Ni comisión de la verdad ni ley de concordia

La "ley de Memoria Histórica 52/2007,de 26 de diciembre, por la que se reconocen y amplían derechos y se establecen medidas en favor de quienes padecieron persecución o violencia durante la Guerra Civil y la dictadura", conocida popularmente como ley de Memoria Histórica, fue una ley tardía e incompleta, sin duda bien intencionada, con que Rodríguez Zapatero y su gobierno pretendieron resolver algunos problemas todavía pendientes, como la exhumación de los fusilados del bando republicano en enterramientos informales, la pervivencia de símbolos y callejeros de claras resonancias franquistas, etc. La norma, muy criticada porque no criminalizaba suficientemente los excesos de la dictadura ni cancelaba los antecedentes penales de las víctimas, gustó a pocos, en la derecha y en la izquierda, pero supuso un paso indiscutible en la superación memorialística de la Guerra Civil y llenó un vacío demasiado largo, de más de treinta años, entre la muerte del dictador y la decisión de borrar sus huellas prescindibles (no es posible, obviamente, reescribir la historia, ni borrar de un plumazo la huella material de un régimen que duró casi cuarenta años). Felipe González, que pudo y debió haber avanzado en aquella dirección, no hizo nada; su inhibición se debió, según propia confesión, a que el teniente general Gutiérrez Mellado, quizá con buen sentido, le disuadió de ello para no reavivar rescoldos de odio.

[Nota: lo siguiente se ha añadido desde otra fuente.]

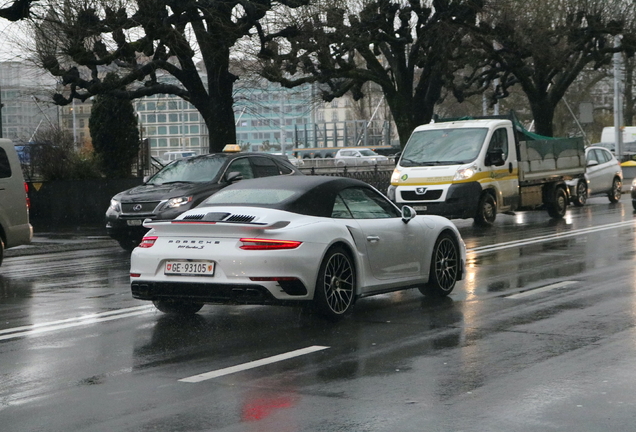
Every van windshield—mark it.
[146,155,227,185]
[400,128,488,166]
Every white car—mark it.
[567,146,623,207]
[130,176,466,319]
[334,148,389,166]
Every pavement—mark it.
[4,226,119,258]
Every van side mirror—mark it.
[225,171,243,183]
[402,206,417,223]
[486,149,506,166]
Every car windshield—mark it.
[400,128,488,166]
[202,189,299,205]
[360,150,378,156]
[146,156,226,185]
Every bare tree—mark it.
[253,0,481,145]
[31,0,307,151]
[454,0,634,136]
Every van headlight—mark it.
[391,168,401,184]
[386,186,397,202]
[453,165,477,180]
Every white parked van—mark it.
[0,139,33,264]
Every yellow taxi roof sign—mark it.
[223,144,241,153]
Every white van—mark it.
[0,139,33,264]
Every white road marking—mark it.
[0,305,156,341]
[466,220,636,255]
[504,281,578,299]
[179,345,329,383]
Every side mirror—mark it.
[486,149,506,166]
[225,171,243,183]
[402,206,417,223]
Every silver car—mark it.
[567,146,623,206]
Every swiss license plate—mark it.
[163,260,214,276]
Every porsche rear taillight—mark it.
[239,238,302,250]
[139,236,157,248]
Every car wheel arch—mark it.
[316,240,364,301]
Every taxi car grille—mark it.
[401,189,442,201]
[121,201,159,214]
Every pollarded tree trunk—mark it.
[528,95,556,137]
[192,72,236,153]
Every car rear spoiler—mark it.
[143,219,290,230]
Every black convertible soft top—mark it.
[203,176,372,217]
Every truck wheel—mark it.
[547,187,568,219]
[607,177,623,203]
[475,193,497,226]
[572,181,587,207]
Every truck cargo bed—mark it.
[519,138,586,183]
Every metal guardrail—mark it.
[299,163,395,193]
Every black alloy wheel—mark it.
[475,192,497,226]
[607,177,623,203]
[420,232,461,297]
[572,181,587,207]
[314,246,356,320]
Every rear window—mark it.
[147,157,226,185]
[0,148,11,178]
[252,156,280,177]
[202,189,298,205]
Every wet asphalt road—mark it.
[0,196,636,432]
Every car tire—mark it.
[117,238,140,252]
[314,246,356,320]
[152,300,203,315]
[607,177,623,203]
[419,232,461,297]
[475,192,497,226]
[572,181,587,207]
[546,187,568,219]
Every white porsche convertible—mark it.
[130,176,466,318]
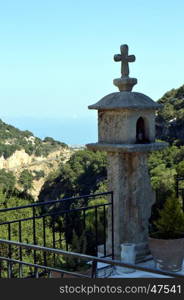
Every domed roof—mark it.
[88,91,162,110]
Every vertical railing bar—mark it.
[19,221,23,278]
[42,217,47,266]
[111,192,114,259]
[91,260,98,278]
[32,206,37,274]
[83,209,86,232]
[103,205,107,257]
[52,220,56,266]
[95,207,98,256]
[8,223,12,278]
[65,212,68,251]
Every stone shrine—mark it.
[87,45,167,259]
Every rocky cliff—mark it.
[0,120,74,200]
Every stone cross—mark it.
[114,45,135,77]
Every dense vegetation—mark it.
[0,120,67,159]
[156,85,184,146]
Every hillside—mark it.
[39,86,184,201]
[156,85,184,145]
[0,120,73,199]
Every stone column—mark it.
[107,152,155,259]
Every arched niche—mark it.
[136,117,149,144]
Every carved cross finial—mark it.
[114,45,135,77]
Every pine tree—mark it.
[154,195,184,239]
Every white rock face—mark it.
[0,147,73,200]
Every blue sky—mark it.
[0,0,184,144]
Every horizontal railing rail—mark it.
[0,192,113,213]
[0,192,114,272]
[0,239,184,278]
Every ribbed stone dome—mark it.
[88,91,162,110]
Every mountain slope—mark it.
[0,120,73,199]
[156,85,184,146]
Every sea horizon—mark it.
[1,116,97,147]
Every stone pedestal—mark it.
[88,143,165,260]
[108,153,154,258]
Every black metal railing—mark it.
[0,239,184,278]
[0,192,114,274]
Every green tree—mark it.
[18,169,34,193]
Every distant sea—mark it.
[1,116,97,146]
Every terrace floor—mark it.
[97,259,184,278]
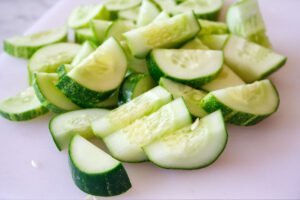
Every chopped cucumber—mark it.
[68,5,110,29]
[159,78,207,117]
[49,108,108,151]
[103,98,192,162]
[201,80,279,126]
[92,86,172,138]
[57,38,127,107]
[3,27,67,58]
[224,35,287,83]
[28,43,80,83]
[143,111,228,169]
[69,135,131,196]
[0,87,48,121]
[33,73,79,113]
[147,49,223,88]
[124,12,200,58]
[119,73,156,104]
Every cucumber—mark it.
[136,0,161,26]
[0,87,48,121]
[92,86,172,138]
[103,98,192,162]
[3,27,68,58]
[33,72,79,113]
[124,12,200,58]
[201,80,279,126]
[28,43,80,83]
[49,108,108,151]
[201,65,245,91]
[119,73,156,104]
[69,135,131,196]
[68,5,110,29]
[147,49,223,88]
[159,78,207,117]
[224,35,287,83]
[57,38,127,107]
[143,111,228,169]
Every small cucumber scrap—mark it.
[143,111,228,169]
[201,80,279,126]
[224,35,287,83]
[147,49,223,88]
[124,12,200,58]
[49,108,108,151]
[0,87,48,121]
[103,98,192,162]
[69,135,131,196]
[92,86,172,138]
[3,27,67,58]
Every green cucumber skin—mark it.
[69,154,131,196]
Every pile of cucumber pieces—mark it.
[0,0,287,196]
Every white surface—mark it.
[0,0,300,199]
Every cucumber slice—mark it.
[57,38,127,107]
[201,80,279,126]
[69,135,131,196]
[0,87,48,121]
[28,43,80,83]
[202,65,245,91]
[49,108,108,151]
[159,78,207,117]
[143,111,228,169]
[136,0,161,26]
[33,73,79,113]
[3,27,68,58]
[92,87,172,138]
[224,35,287,83]
[147,49,223,88]
[124,12,200,58]
[119,73,156,104]
[68,5,110,29]
[103,98,192,162]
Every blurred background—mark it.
[0,0,59,52]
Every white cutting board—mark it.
[0,0,300,199]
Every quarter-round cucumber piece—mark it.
[224,35,287,83]
[0,87,48,121]
[143,111,228,169]
[147,49,223,88]
[28,43,80,83]
[57,38,127,107]
[69,135,131,196]
[103,98,192,162]
[33,72,79,113]
[49,108,108,151]
[201,80,279,126]
[3,27,67,58]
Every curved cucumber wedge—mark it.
[0,87,48,121]
[69,135,131,196]
[143,111,228,169]
[92,87,172,138]
[147,49,223,88]
[49,108,108,151]
[33,73,79,113]
[201,80,279,126]
[68,5,110,29]
[3,27,67,58]
[224,35,287,83]
[57,38,127,107]
[119,73,156,104]
[124,12,200,58]
[103,98,192,162]
[28,43,80,83]
[159,78,207,117]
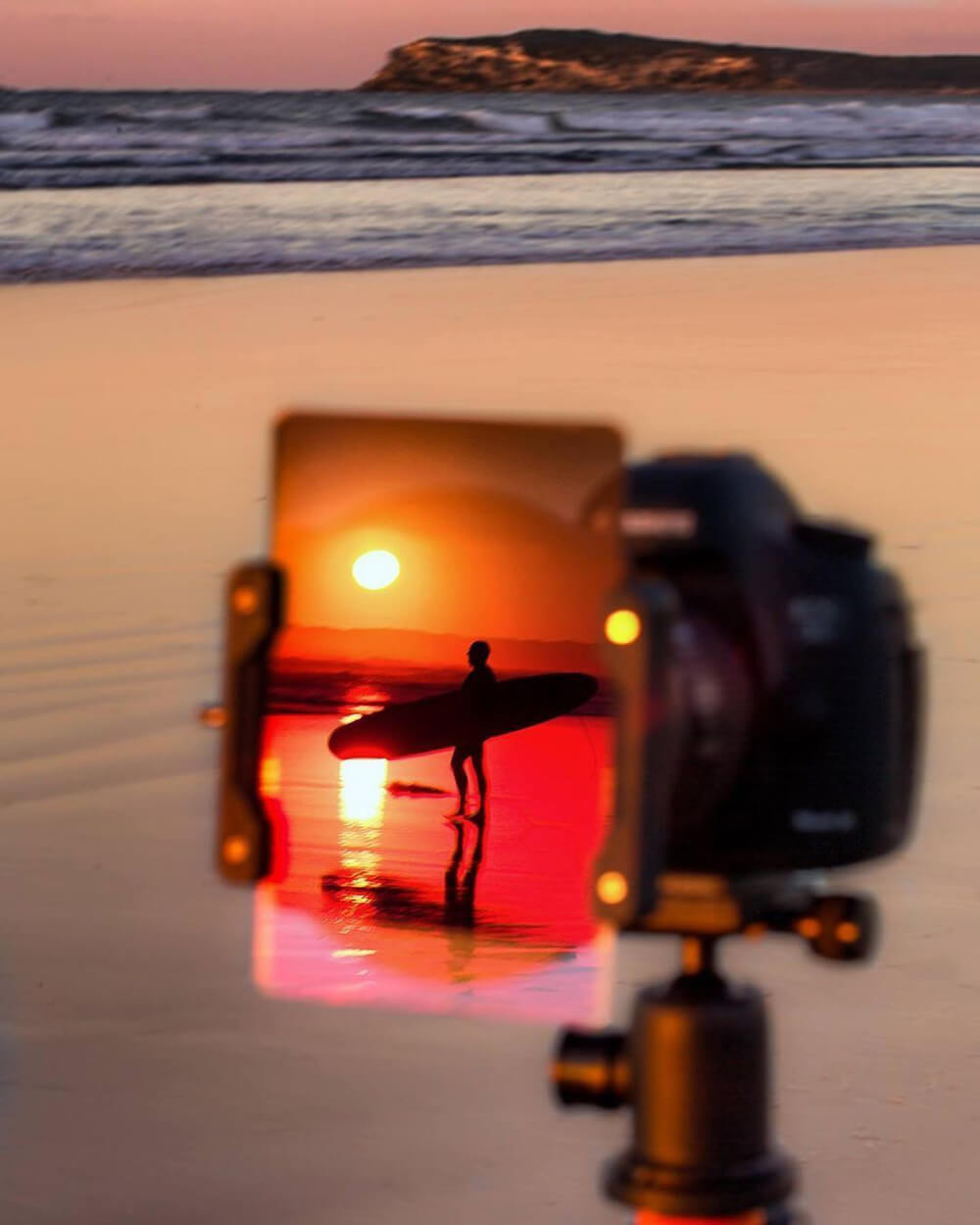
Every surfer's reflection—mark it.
[450,640,498,826]
[445,821,486,927]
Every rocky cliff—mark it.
[361,29,980,93]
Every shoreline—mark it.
[0,231,980,289]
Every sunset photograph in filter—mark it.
[255,416,618,1019]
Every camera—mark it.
[598,455,922,926]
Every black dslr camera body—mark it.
[597,455,921,929]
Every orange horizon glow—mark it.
[0,0,980,89]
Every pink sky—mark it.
[0,0,980,88]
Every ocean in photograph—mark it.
[254,714,612,1023]
[0,91,980,280]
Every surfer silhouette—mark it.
[450,640,498,824]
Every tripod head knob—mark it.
[552,1029,630,1110]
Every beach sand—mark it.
[0,248,980,1225]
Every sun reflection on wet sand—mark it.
[255,715,617,1022]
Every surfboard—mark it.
[327,672,599,760]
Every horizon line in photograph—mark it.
[0,0,980,91]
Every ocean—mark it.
[0,91,980,282]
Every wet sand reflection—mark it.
[255,715,617,1022]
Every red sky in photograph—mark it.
[0,0,980,89]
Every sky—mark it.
[0,0,980,89]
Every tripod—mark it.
[553,877,876,1225]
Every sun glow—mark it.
[351,549,402,592]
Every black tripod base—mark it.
[607,968,794,1216]
[604,1152,794,1221]
[555,941,795,1221]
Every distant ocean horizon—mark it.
[0,91,980,282]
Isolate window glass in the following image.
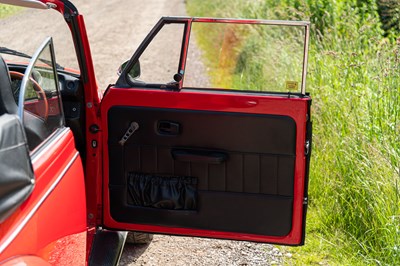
[183,22,305,92]
[18,39,64,150]
[133,24,184,84]
[0,4,79,72]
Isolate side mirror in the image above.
[118,60,140,79]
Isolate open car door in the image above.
[101,17,311,245]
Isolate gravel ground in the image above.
[0,0,291,265]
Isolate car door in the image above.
[0,38,87,265]
[101,17,311,245]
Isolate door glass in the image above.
[183,21,306,92]
[130,24,184,84]
[18,38,64,149]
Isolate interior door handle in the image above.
[171,149,228,164]
[157,120,181,135]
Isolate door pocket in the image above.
[127,172,197,210]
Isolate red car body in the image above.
[0,0,311,265]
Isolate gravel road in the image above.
[0,0,291,265]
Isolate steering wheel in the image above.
[10,71,49,121]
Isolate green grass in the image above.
[187,0,400,265]
[0,4,21,19]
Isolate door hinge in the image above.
[304,140,311,156]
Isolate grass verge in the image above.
[187,0,400,265]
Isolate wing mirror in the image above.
[118,60,140,79]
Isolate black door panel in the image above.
[108,107,296,236]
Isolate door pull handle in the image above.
[118,122,139,146]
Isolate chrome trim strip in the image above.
[0,152,79,254]
[31,127,70,164]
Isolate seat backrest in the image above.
[0,55,18,115]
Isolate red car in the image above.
[0,0,311,265]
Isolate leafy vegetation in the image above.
[187,0,400,265]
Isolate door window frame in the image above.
[116,17,310,95]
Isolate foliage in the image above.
[187,0,400,265]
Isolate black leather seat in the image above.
[0,56,49,150]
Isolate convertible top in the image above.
[0,0,49,9]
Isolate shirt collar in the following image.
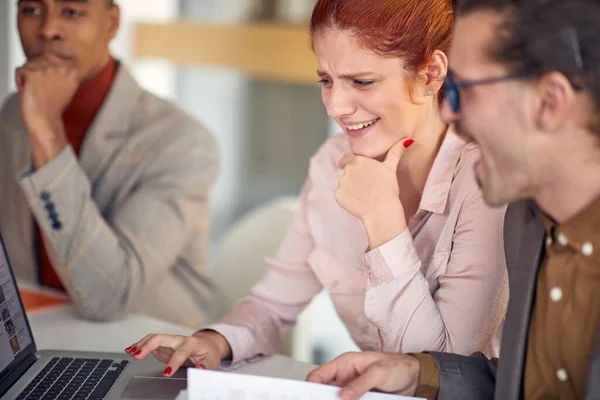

Mariano Rajoy, pragmático, no debió compartir la mayor parte de las críticas de sus conmilitones a la ley de Memoria Histórica y tomó por la calle de en medio: la mantuvo pero ignoró y suprimió toda financiación de la norma en los Presupuestos del Estado. Pero a su marcha, el nuevo presidente del Gobierno, Sánchez, ha llegado con nuevas ideas sobre la materia, y el sucesor de Rajoy, Casado, ha irrumpido también con fuerza para cerrar otro nuevo ciclo de sinrazón sobre el pasado.

Pedro Sánchez ha decidido, como había anunciado, exhumar al dictador de su túmulo en el Valle de los Caídos, una petrificación arquitectónica del nacionalcatolicismo que hace las delicias de los turistas, perplejos ante la santificación al mismo tiempo religiosa y laica del amigo de Hitler y de Mussolini. Nada hay que objetar a esta atinada determinación, que debió haberse adoptado mucho antes. Pero, embalado por su propia osadía, Sánchez ha anunciado una polémica "comisión de la verdad", que debería encargarse de entregar una versión oficial de nuestra propia historia.

Quien haya leído el libro de Santos Juliá Transición. Una política española (1937-2017), aparecido el año pasado, sabrá que este trabajo ya está hecho. Pero, además, esta obra concreta se ubica en la cima de un gran monumento historiográfico de millares de artículos y libros que han hecho de nuestra Guerra Civil y décadas posteriores el acontecimiento mejor conocido de nuestra historia y uno de los más divulgados de la historia universal. Las comisiones de la verdad -recuerden las latinoamericanas, incluida la que dirigió Ernesto Sábato en Argentina- sirven para otra cosa y tienen otros objetivos. No enfollonemos pues aquí el porvenir con nuevas y audaces prospecciones inútiles sobre el pasado.

En esas estábamos cuando el joven líder de la derecha, quejoso porque no tenía sitio en el aquelarre antifranquista de la izquierda, ha irrumpido para anunciar la derogación de la ley de Memoria Histórica (que realiza a su juicio una "sectaria relectura de la historia") y la promulgación de una "ley de concordia" que será supuestamente la panacea universal de nuestros odios ancestrales.

Lo sensato sería que arrimáramos todos el hombro para desembarazarnos del inmoral alarde del Valle de los Caídos y que, una vez conseguido que el cadáver del dictador deje de ser objetivo turístico, cambiáramos de tema, mientras proporcionamos ayuda material y moral a quienes legítimamente quieren enterrar a sus muertos donde les dé la gana, rescatándolos -todavía- de las cunetas de las carreteras, de las fosas comunes de los cementerios o del amontonamiento irrespetuoso del propio Valle de los Caídos. Tenemos, en fin, que resolver un problema, y no resucitar el fantasma guerracivilista para continuar aquella guerra a estacazos que ya Goya nos marcó como el sino preferente de nuestras generaciones.